The Texas Advanced Computing Center (TACC) today announced Stampede3, a powerful new Dell Technologies and Intel based supercomputer that will enable groundbreaking open science research projects in the U.S. while leveraging the nation’s previous high performance computing investment funds.
For over a decade, the Stampede systems — Stampede (2012) and Stampede2 (2017) — have been flagships in the U.S. National Science Foundation’s (NSF) ACCESS scientific supercomputing ecosystem. The Stampede systems continue to provide a vital capability for researchers in every field of science.
Made possible by a $10 million award for new computer hardware from the NSF, Stampede3 will be the newest strategic resource for the nation’s open science community when it enters full production in early 2024. It will enable thousands of researchers nationwide to investigate questions that require advanced computing power.
Stampede3 will deliver:
- A new 4 petaflop capability for high-end simulation: 560 new Intel® Xeon® CPU Max Series processors with high bandwidth memory-enabled nodes (HBM), adding nearly 63,000 cores for the largest, most performance-intensive compute jobs.
- A new graphics processing unit/AI subsystem including 10 Dell PowerEdge XE9640 servers adding 40 new Intel® Data Center GPU Max Series processors (Pointe Vecchio) for AI/ML and other GPU-friendly applications.
- Reintegration of 224 3rd Gen Intel Xeon Scalable processor nodes for higher memory applications (added to Stampede2 in 2021).
- Legacy hardware to support throughput computing — more than 1,000 existing Stampede2 2nd Gen Intel Xeon Scalable processor nodes will be incorporated into the new system to support high-throughput computing, interactive workloads, and other smaller workloads.

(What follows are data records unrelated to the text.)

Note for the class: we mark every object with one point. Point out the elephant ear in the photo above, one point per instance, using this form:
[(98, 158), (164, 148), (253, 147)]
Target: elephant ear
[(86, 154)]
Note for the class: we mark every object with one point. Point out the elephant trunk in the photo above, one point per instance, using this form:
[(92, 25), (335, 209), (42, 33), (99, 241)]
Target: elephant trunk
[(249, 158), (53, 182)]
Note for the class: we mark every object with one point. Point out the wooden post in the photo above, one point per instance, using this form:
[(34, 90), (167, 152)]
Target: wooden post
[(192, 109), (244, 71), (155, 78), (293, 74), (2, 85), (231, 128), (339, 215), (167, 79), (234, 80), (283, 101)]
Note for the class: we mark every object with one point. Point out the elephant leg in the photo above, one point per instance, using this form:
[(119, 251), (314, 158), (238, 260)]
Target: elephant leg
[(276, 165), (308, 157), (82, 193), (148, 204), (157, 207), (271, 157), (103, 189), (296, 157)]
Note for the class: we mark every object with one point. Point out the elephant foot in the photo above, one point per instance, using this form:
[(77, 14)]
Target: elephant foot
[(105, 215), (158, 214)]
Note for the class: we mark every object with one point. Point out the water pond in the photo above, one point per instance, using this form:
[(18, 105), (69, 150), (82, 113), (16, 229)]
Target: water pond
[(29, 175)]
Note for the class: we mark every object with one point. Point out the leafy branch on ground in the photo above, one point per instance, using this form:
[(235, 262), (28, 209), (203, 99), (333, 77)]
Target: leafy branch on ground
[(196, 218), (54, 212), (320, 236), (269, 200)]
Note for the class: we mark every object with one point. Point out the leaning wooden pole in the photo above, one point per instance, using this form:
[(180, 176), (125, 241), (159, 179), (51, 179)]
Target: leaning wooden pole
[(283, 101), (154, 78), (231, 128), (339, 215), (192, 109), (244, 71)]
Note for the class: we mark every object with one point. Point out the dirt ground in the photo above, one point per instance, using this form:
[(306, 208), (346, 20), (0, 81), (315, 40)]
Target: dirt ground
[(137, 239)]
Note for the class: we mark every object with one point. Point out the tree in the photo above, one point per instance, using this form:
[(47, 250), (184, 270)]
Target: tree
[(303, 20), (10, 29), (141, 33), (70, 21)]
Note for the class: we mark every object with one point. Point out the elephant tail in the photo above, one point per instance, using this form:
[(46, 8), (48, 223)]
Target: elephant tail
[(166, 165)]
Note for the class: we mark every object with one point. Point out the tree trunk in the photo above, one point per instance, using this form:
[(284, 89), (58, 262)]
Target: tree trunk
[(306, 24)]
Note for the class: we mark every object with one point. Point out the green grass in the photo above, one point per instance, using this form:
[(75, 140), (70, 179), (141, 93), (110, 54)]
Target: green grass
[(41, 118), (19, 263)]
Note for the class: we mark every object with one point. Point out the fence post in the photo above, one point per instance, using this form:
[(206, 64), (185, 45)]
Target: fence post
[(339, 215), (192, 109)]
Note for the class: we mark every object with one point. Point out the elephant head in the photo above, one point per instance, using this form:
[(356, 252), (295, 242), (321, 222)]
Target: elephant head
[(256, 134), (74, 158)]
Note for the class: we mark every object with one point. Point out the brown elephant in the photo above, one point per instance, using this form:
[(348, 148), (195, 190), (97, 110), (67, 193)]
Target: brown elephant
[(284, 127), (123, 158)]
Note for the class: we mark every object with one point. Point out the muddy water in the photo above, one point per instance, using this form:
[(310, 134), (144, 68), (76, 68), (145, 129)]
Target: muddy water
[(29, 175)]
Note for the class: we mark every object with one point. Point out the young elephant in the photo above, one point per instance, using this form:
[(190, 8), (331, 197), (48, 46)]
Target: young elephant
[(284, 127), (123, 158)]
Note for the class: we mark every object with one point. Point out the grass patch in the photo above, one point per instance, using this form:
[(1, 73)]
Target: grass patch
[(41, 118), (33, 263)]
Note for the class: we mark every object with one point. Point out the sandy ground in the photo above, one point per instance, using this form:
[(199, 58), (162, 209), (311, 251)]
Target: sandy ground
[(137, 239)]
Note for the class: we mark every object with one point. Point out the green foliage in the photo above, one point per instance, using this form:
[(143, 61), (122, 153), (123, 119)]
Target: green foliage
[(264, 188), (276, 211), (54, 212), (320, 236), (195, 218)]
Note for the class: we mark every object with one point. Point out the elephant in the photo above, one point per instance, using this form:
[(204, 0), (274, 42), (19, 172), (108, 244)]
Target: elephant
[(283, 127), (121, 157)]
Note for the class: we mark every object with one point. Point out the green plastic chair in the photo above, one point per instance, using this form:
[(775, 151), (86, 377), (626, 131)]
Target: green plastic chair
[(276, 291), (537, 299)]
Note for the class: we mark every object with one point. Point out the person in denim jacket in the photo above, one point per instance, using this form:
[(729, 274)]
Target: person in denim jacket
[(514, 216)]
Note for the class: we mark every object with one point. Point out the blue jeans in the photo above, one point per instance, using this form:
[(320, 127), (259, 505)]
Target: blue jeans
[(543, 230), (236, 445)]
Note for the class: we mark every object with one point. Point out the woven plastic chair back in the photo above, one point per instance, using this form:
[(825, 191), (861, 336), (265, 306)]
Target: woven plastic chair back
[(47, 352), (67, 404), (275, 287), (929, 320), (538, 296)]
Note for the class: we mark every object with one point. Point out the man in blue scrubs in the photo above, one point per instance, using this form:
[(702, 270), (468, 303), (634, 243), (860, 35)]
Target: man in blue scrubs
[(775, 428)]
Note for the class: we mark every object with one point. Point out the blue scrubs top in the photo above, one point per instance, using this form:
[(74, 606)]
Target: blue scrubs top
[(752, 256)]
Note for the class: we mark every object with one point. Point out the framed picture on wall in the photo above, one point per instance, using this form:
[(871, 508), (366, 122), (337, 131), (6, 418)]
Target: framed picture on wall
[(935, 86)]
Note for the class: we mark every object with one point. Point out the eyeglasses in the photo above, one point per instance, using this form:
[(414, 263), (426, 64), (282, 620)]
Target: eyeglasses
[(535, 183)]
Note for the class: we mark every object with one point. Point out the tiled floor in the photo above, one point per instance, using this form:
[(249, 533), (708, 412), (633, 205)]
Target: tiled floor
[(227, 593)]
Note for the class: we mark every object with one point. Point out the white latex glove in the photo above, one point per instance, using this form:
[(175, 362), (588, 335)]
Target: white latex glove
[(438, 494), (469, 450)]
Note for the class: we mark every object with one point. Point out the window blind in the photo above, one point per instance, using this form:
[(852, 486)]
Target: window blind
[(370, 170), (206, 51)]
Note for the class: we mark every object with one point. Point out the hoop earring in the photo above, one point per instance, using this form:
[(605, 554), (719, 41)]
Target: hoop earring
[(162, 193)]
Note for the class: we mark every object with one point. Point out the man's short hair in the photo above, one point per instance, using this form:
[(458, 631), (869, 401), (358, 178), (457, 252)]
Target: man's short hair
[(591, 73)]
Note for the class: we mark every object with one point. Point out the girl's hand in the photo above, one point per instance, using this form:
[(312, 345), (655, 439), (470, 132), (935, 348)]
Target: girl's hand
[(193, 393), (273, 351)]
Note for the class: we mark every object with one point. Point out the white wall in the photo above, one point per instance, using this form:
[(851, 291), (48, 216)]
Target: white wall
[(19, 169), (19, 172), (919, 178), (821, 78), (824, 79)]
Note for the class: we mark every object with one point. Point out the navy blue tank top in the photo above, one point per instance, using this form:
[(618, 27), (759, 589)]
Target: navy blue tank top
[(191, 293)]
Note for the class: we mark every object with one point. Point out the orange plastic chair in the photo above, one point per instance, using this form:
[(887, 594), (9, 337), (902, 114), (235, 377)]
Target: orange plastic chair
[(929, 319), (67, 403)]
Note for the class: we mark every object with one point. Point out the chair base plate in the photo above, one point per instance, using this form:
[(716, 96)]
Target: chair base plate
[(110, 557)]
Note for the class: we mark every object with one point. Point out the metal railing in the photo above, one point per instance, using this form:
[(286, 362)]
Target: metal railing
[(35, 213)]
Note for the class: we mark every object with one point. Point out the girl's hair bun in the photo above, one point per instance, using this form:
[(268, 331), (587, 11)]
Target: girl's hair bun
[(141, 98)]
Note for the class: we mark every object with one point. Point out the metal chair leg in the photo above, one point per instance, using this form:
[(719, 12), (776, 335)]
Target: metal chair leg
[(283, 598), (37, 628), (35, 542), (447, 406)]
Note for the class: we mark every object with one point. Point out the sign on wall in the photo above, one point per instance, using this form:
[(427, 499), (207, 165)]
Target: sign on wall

- The new Omni-Path Fabric 400 Gb/s technology offers highly scalable performance through a network interconnect with 24 TB/s backplane bandwidth to enable low latency, excellent scalability for applications, and high connectivity to the I/O subsystem.
- 1,858 compute nodes with more than 140,000 cores, more than 330 terabytes of RAM, 13 petabytes of new storage, and almost 10 petaflops of peak capability.
In addition, Stampede3 will be the only system in the NSF ACCESS environment to integrate the new Intel Max Series GPUs.
Recently, HPCwire had an opportunity to talk with Dan Stanzione, executive director of TACC about the new Stampede3 system.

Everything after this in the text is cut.